I personally have been interested in writing simple boot code since it is the basis for constructing an operating system.  As a teenager, I always thought authoring an operating system would be sweet, but I never had the knowledge and skills.  However, these days, after years of participating in development projects, I still don’t possess the knowledge and skills.  As an alternative, I’m attempting to write simplistic boot code.

The boot process of an IBM clone is rather simple.  When booting from a floppy disk, the BIOS loads in the first sector of the floppy, measuring 512 bytes, and stores the code at memory address 0×7C00.  If the sector ends in two specific bytes (0×55AA), the sector is identified as bootable, and the code present within the sector is executed.  Rather simple, right?

Because only 512 bytes are available, the code for the boot sector is usually written in assembly.  For a true operating system, the code normally loads in more substantial code and data from the floppy disk, which the original boot code subsequently executes.  This additional code does not have any limitaitons, and would often be the operating system itself.

That said, the 512 bytes can also be written to do something interesting.  My goal was to start with this simple task of creating a usable 512 byte boot sector.  Searching online revealed a dated article on creating said code, available here.  The suggested code is a simple bit of assembly that should, in theory, display an “A” on a blue background in the upper left-hand corner:

entry start
start:
      mov ax,#0xb800
      mov es,ax
      seg es
      mov [0],#0×41
      seg es
      mov [1],#0×1f
loop1: jmp loop1

This example is moderately easy to follow.  The second two lines set the current segment to 0xb800, the address where video RAM begins.  The “seg es” directives notify the compiler that the following statement are going to use the segment (0xb800) stored in the ES register.  The “mov [0],#0×41” code puts the captial “A” at memory location zero, or the first byte in video RAM.  The second similar move instruction sets the appropriate attribute.  Finally, a loop at the end is basically used to lock up the machine infinitely.
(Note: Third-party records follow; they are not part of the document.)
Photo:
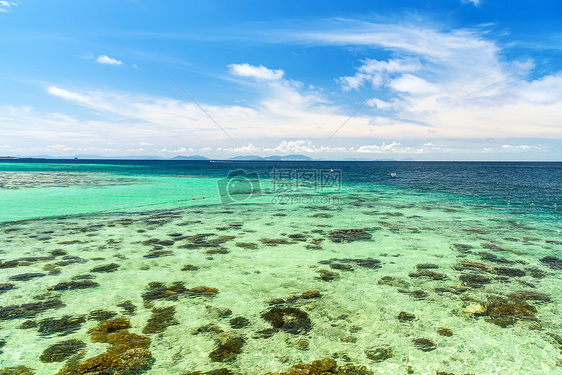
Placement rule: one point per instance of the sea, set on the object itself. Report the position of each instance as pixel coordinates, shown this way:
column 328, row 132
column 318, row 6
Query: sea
column 261, row 267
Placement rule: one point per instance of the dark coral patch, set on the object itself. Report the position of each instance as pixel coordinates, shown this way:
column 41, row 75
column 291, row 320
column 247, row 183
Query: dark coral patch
column 61, row 351
column 112, row 267
column 26, row 276
column 74, row 285
column 288, row 319
column 349, row 235
column 27, row 310
column 228, row 346
column 60, row 327
column 161, row 319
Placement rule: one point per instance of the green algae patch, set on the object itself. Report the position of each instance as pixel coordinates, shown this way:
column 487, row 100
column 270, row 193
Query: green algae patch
column 61, row 351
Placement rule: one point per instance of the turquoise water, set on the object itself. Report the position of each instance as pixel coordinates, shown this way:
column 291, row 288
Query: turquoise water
column 408, row 277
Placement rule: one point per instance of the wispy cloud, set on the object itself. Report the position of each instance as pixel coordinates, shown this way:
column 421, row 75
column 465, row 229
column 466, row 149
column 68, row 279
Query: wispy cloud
column 103, row 59
column 257, row 72
column 6, row 6
column 474, row 2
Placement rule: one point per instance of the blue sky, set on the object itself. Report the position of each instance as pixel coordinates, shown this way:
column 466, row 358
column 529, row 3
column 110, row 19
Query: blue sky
column 469, row 79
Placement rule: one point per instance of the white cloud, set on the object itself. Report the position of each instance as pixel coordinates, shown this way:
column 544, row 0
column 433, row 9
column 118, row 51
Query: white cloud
column 103, row 59
column 5, row 6
column 257, row 72
column 382, row 148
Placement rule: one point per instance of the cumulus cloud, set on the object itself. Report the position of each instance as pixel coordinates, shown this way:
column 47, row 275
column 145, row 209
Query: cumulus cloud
column 257, row 72
column 104, row 59
column 6, row 6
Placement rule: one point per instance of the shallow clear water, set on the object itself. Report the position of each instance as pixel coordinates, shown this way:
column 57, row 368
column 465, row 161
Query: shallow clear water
column 481, row 262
The big problem with the example is that the code is written for the as86 assembler, available on GNU/Linux.  After installing as86, I compiled the code and wrote the resultant 24 bytes into the first 24 bytes of a FreeDOS boot floppy.  The resultant image is actually bootable on VirtualBox, which is quite amazing.  However, I had hoped to work on a DOS system, my 486, as a development machine using TASM or MASM.  The code as is does not compile under either commercial assembler.  Specifically, the “seg es” lines are not supported by the compilers, and the directives that set the letter “A” and its attributes generate an error.  I tried yesterday and the day before to rewrite this handful of code to work with either MASM or TASM, but I failed miserably due to my lack of assembly language knowledge.

Today I gave in and transfered the as86-generated code to an actual 720KB floppy’s boot sector.  While I was worried that as86 might not be generating true 8088-compatible code, I was surprised to find an “A” on a blue background in the upper left corner of the screen.
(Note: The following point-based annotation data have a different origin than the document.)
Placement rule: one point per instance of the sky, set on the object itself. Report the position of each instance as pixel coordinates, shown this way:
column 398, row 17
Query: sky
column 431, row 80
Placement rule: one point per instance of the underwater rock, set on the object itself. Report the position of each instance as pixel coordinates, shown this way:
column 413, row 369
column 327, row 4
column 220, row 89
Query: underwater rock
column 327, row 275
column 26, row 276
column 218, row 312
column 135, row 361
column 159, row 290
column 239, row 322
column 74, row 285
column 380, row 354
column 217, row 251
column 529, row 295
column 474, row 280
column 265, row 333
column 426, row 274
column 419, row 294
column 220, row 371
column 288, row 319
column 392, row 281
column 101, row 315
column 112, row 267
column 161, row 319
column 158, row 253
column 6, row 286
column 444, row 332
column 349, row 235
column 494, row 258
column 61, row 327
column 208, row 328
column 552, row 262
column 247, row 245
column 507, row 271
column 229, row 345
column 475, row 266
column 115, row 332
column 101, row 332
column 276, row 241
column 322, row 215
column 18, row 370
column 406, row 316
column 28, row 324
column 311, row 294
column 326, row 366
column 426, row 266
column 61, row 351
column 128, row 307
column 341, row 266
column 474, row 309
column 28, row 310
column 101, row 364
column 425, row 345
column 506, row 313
My next goal was to possibly find an example written in some assembly syntax that is slightly more widespread in use.  Searches for “MASM boot sector” and TASM boot sector were relatively fruitless until I happened upon a similar set of instructions from a document on textfiles.com.  This document suggested the Turbo Assembler, TASM, as an option, but the code, sadly, was directed at NASM, the Netwide Assembler.  As NASM isn’t a historical DOS assembler in my mind, I had avoided it.  However, out of deep frustration, I decided to use it once I saw that a version for MS-DOS existed.
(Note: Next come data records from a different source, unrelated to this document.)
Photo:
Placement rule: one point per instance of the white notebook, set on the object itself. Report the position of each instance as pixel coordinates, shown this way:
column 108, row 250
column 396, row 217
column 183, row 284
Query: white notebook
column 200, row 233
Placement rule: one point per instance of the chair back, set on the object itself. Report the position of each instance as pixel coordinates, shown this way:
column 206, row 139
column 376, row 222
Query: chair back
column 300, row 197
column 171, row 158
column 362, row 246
The new example is somewhat different than the original, shorter example in that it uses BIOS calls to achieve screen IO:

START:
     MOV AX,0x0003
     INT 0x10

PRINT_STRING:
     MOV AX,0x1301
     MOV BX,0x0007
     MOV CX,0x23

     MOV BP,MSG
     ADD BP,0x7C00

     INT 0x10

WAIT_FOR_KEY_PRESS:
     MOV AH,0x00
     INT 0x16

REBOOT:
     DB 0xEA
     DW 0x0000
     DW 0xFFFF

MSG  DB 'Press any key...',13,10

     TIMES 510-($-$$) DB 0

SIGNATURE DW 0xAA55

My version that I implemented at this point is actually wrong.  Specifically, I neglected to terminate the message string.  When I boot this code on the Tandy, I get no text at all.  However, the keyboard input and subsequent reboot work perfectly.  I must admit, though, that I don’t yet have a good handle on everything occurring in this implementation.

The last implementation should be an acceptable starting point.  My lack of assembly is really hurting me at this point, but I should be able to pick up enough to make this challenge interesting.

An Alternative to RPL: Saturn Assembly

I talked briefly about an alternative to RPL using a C-like compiler to generate RPL indirectly.  I wasn’t overly impressed as I originally thought the compiler would generate machine code, but it was my own fault for having too high an expectation.  While User RPL is fun, I didn’t want to delve into System RPL, a lower lever language that uses the same syntax but runs faster and has the potential to crash your calculator.  I decided to look into Saturn Assembly.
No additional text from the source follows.